Diana Gerlof, a spokesperson for Kamloops Search and Rescue, told CBC’s Daybreak Kamloops that the river is six to eight metres deep in spots as it is swollen from spring snowmelt.

She said Kamloops Search and Rescue and RCMP would co-ordinate and resume search efforts at a later date.
“Visibility also makes it hard for drones and … RCMP helicopter to see anything in the water at the moment,” she said on Tuesday morning.
“We know the place where it almost fully submerged. So that will help us … give us a start, basically.”
A search in Kamloops has been suspended until conditions on the North Thompson River improve. Emergency crews responded Sunday evening after a vehicle plunged into the river off Schubert Drive on the city’s north shore.
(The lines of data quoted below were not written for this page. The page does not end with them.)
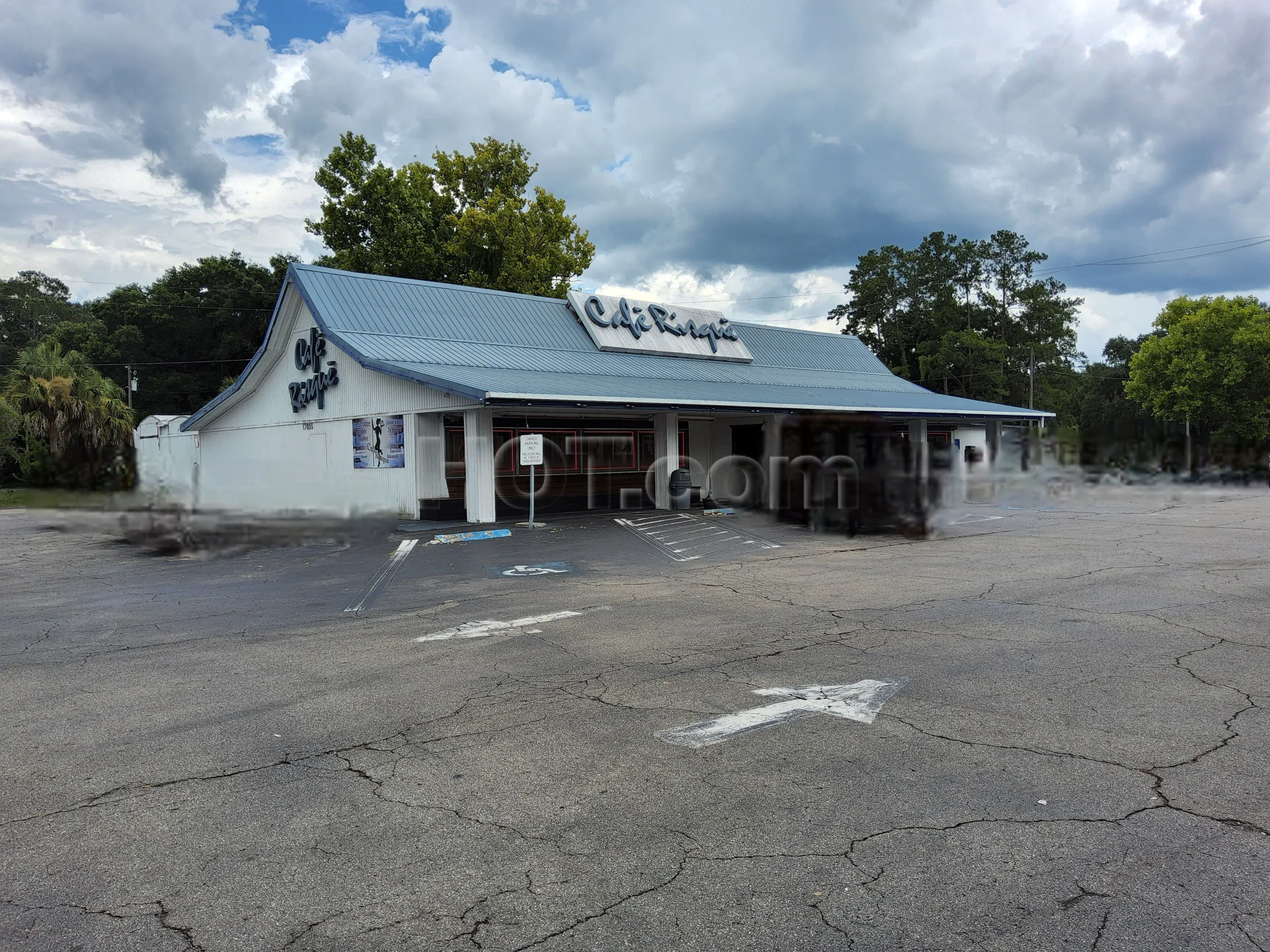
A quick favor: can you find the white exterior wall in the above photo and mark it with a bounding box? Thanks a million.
[194,288,475,518]
[952,426,991,476]
[132,416,198,509]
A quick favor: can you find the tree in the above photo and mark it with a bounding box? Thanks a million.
[829,231,1081,409]
[4,343,133,487]
[77,251,295,416]
[1125,296,1270,442]
[1072,334,1168,466]
[305,132,596,297]
[0,270,81,367]
[0,400,22,475]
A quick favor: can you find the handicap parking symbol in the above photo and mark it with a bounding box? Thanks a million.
[485,562,578,579]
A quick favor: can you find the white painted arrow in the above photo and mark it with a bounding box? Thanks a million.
[657,678,905,748]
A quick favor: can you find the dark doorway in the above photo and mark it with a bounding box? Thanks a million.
[732,422,763,463]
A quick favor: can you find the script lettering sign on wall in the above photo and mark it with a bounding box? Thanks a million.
[569,291,755,363]
[287,327,339,414]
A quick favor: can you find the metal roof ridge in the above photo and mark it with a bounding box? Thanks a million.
[333,327,602,365]
[330,325,899,375]
[485,390,1055,417]
[728,317,873,340]
[292,261,569,307]
[391,360,940,391]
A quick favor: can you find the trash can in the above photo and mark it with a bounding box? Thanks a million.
[671,470,692,509]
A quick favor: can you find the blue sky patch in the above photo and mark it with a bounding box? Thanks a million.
[218,132,283,156]
[229,0,452,67]
[489,60,590,113]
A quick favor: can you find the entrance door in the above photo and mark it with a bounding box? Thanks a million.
[732,422,763,463]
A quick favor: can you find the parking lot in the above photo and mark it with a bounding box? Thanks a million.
[0,489,1270,952]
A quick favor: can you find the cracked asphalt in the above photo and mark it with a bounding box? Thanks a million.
[0,490,1270,952]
As CBC’s Shelley Joyce reports, details of what happened are cloudy, but it’s clear that several heroes jumped in to help.
Neighbour recalls rescue
The car went off the road near Schubert Drive and Birch Avenue, close to where Natasha Winston lives with her 72-year-old husband, Pierre Beaulieu.
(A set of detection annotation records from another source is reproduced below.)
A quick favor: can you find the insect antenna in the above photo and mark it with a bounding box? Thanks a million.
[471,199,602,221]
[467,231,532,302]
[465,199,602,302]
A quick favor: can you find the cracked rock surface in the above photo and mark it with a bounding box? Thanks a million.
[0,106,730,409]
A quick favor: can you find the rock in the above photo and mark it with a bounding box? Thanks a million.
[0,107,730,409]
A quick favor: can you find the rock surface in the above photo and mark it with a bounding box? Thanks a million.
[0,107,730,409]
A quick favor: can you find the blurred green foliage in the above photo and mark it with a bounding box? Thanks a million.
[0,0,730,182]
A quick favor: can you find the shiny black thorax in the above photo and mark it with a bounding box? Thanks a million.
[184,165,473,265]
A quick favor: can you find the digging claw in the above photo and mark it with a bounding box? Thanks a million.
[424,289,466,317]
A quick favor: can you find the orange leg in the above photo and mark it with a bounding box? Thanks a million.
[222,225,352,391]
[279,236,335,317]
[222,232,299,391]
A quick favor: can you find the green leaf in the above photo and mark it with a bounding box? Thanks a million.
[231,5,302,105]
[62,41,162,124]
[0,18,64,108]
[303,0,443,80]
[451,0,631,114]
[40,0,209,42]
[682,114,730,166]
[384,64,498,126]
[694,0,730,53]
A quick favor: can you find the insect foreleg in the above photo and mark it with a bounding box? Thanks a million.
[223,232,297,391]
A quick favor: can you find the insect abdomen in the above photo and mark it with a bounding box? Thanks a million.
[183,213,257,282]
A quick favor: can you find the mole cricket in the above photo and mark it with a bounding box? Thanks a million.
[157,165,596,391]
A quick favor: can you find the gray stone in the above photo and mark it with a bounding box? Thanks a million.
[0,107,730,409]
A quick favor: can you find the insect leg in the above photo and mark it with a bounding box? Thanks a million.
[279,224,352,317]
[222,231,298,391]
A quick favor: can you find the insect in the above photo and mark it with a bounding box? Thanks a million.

Winston said Beaulieu was another of the bystanders who dove into the water, describing the rescue as a “blur” after he disappeared from the house for 20 minutes.

“He went racing down the road, trying to find something to get into the river without hurting himself,” she said.
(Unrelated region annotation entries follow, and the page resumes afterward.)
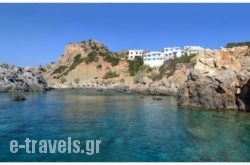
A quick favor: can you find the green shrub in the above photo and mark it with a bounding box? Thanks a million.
[52,65,67,75]
[120,78,125,83]
[60,77,67,84]
[84,51,99,64]
[103,71,119,79]
[96,64,102,69]
[74,78,80,84]
[102,53,120,66]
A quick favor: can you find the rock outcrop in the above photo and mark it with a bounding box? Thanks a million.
[0,64,47,92]
[178,46,250,111]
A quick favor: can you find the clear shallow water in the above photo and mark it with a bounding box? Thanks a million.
[0,90,250,162]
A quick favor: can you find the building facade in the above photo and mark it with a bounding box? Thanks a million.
[183,46,204,56]
[163,47,184,59]
[143,51,167,67]
[128,50,143,60]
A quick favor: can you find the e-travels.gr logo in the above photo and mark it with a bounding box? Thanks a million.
[10,137,101,155]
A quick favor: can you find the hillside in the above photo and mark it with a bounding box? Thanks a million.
[43,40,250,111]
[44,40,134,86]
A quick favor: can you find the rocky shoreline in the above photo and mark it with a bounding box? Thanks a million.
[0,64,50,92]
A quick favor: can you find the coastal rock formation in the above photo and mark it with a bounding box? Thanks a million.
[0,64,47,92]
[43,40,132,87]
[178,46,250,111]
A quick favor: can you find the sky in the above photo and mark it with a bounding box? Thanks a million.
[0,3,250,67]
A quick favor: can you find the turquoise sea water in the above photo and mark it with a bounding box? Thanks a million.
[0,90,250,162]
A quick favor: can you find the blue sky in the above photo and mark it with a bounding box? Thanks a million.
[0,4,250,66]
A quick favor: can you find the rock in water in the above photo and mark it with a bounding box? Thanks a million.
[0,64,47,92]
[12,95,26,101]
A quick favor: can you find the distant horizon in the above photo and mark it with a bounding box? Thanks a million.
[0,3,250,67]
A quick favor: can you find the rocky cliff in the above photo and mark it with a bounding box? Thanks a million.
[43,40,250,111]
[0,64,47,92]
[178,46,250,111]
[43,40,135,87]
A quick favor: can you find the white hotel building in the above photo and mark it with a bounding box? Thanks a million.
[128,50,143,60]
[128,46,203,67]
[143,47,184,67]
[143,51,167,67]
[184,46,204,56]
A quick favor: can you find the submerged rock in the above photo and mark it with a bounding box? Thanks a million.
[0,64,47,92]
[12,95,26,101]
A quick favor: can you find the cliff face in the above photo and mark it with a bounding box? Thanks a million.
[43,40,131,87]
[178,46,250,111]
[0,64,47,92]
[43,40,250,111]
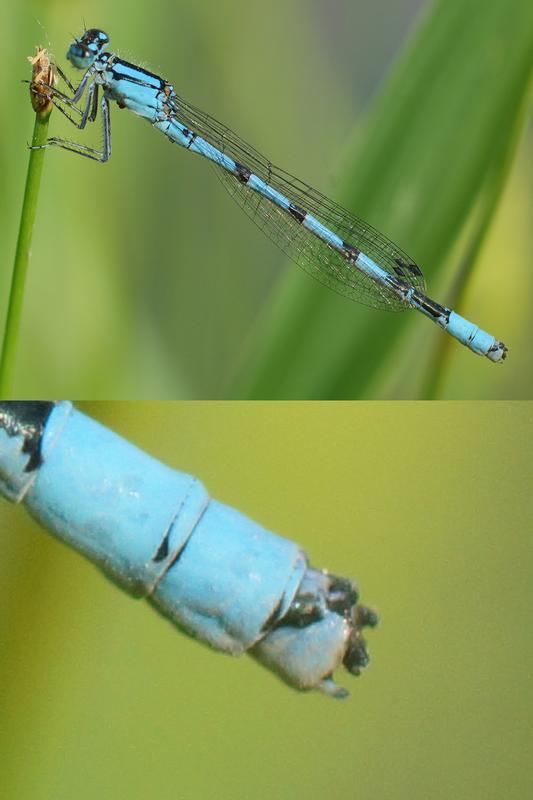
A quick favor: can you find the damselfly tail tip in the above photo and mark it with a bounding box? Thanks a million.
[487,341,509,364]
[253,567,378,699]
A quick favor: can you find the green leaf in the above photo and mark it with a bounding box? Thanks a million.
[232,0,533,399]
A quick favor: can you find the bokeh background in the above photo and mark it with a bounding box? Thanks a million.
[0,0,533,399]
[0,402,533,800]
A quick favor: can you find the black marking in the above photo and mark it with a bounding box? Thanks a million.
[342,630,370,675]
[394,258,423,278]
[326,575,359,617]
[152,526,172,564]
[0,400,55,472]
[342,242,361,264]
[111,58,167,90]
[183,130,198,150]
[289,203,307,224]
[235,161,252,184]
[489,342,509,361]
[261,597,283,635]
[276,592,324,628]
[354,606,379,628]
[412,291,452,320]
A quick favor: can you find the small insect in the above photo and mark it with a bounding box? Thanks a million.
[0,401,378,698]
[32,28,507,362]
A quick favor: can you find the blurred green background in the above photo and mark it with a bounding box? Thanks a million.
[0,403,533,800]
[0,0,533,399]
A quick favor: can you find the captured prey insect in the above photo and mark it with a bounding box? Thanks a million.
[34,29,507,362]
[0,401,378,698]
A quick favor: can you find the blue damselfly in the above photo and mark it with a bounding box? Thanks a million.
[32,28,507,362]
[0,401,377,697]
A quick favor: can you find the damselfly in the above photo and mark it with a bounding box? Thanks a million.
[32,28,507,362]
[0,402,377,697]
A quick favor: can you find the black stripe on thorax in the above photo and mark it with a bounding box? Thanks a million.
[235,161,252,184]
[110,58,167,90]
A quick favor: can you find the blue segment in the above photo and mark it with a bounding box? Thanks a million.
[112,60,161,90]
[0,402,375,697]
[25,405,207,597]
[42,29,507,361]
[304,214,343,250]
[247,174,291,211]
[448,311,497,356]
[356,253,391,288]
[150,500,307,655]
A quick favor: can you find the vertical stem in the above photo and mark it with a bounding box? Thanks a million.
[0,111,50,398]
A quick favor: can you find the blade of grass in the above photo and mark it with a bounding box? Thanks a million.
[0,48,55,399]
[231,0,533,399]
[421,87,528,400]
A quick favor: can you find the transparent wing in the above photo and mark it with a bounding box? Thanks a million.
[172,97,425,311]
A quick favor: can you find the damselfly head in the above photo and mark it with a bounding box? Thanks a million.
[67,28,109,69]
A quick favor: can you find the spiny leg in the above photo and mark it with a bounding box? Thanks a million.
[36,97,111,164]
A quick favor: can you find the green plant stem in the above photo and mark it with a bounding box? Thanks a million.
[0,111,50,399]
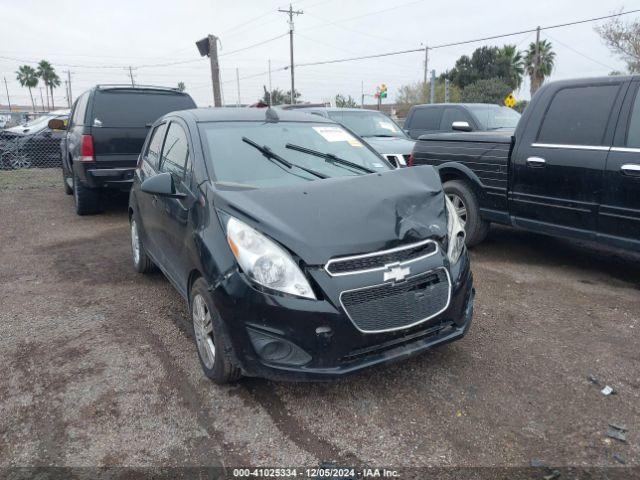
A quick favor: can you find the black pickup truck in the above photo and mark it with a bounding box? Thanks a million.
[410,76,640,251]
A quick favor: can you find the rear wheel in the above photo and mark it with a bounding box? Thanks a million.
[189,278,241,384]
[73,173,100,215]
[443,180,489,247]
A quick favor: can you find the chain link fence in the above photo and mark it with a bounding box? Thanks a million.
[0,129,63,170]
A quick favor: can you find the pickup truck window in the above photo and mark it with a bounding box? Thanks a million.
[409,108,442,130]
[626,86,640,148]
[537,84,620,145]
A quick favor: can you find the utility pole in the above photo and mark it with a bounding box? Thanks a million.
[236,68,242,107]
[3,77,11,111]
[67,70,73,108]
[429,70,436,103]
[208,35,222,107]
[129,66,136,87]
[278,4,304,104]
[423,47,429,85]
[531,26,540,95]
[269,59,273,107]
“He found a big hunk of wood to try and reach the people, to get them out of this.”
Winston said the bank of the river was very muddy and steep, and her husband managed to rescue the person who broke the car’s window with the aid of harnesses provided by rescue personnel.
She said that bystander deserves to be called a “real hero” for helping get the 21-year-old woman to safety and dragging her out of the car.
“When my husband was holding him, he was unconscious at that point, so he barely made it. He was dragged out of the water,” Winston said.

Winston said the experience was traumatic for everyone involved, and she has started a memorial near a bench where the car went off the road and into the river.
“I think there’s just a lot of hope that they’ll still find the person that was lost and, yeah, it’s hard,” she said.